A partnership with several other small parties will hand the DA an outright majority in the Nelson Mandela Bay council, a coastal municipality south of the country.
– ‘Wide and divergent differences’ –
But EFF leader Malema, who was expelled from the ANC for ill-discipline in 2012, said his party would still back the DA with its votes in both Johannesburg and Pretoria, calling it “the better devil compared to the ANC”.
“We’ll vote for them and be in the opposition benches. The ANC will not get a single vote from the EFF.”
“We are not co-governing… we are going to vote for the opposition because the ANC must be removed from power and this is the start of removing the ANC from power.”
The municipal elections were largely seen as a referendum on President Jacob Zuma, whose rule of Africa’s largest economy has been dogged by scandal.

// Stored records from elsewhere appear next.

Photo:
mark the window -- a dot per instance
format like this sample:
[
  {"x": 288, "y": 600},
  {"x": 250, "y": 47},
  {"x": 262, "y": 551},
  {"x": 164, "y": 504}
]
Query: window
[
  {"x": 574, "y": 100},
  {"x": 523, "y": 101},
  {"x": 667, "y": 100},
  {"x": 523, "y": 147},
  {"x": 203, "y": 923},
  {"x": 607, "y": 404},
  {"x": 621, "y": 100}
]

During talks with the ANC, the EFF had insisted on Zuma’s removal as one of several pre-conditions for supporting the ruling party, but “they said it was a no-no,” said Malema.
“The ANC is a corrupt organisation which subscribes to the kleptocracy.”
The ruling party suffered its worst result since the end of white-minority rule 22 years ago, garnering less than 54 percent of ballots cast nationally — an eight percentage point drop from the last local poll in 2011.
Of the country’s six most populous cities, the ANC won an outright majority in only one: Durban, Zuma’s traditional stronghold.
But analysts suggest the failure of a solid coalition government might be an opportunity for the ruling party to bounce back.
“A minority government that has to cooperate issue-by-issue… may in fact not deliver on the expectations of the voters and that could provoke a backlash,” said University of Cape Town researcher Richard Calland.
“It’s going to be delicate game of cat-and-mouse”
The EFF held its press conference on open ground in the middle of a squatter camp in Alexandra township where residents live in shacks and have no flushing toilets.
“It’s very important that from time to time we sharpen our consciousness… through constant interaction with these types of conditions,” Malema told AFP.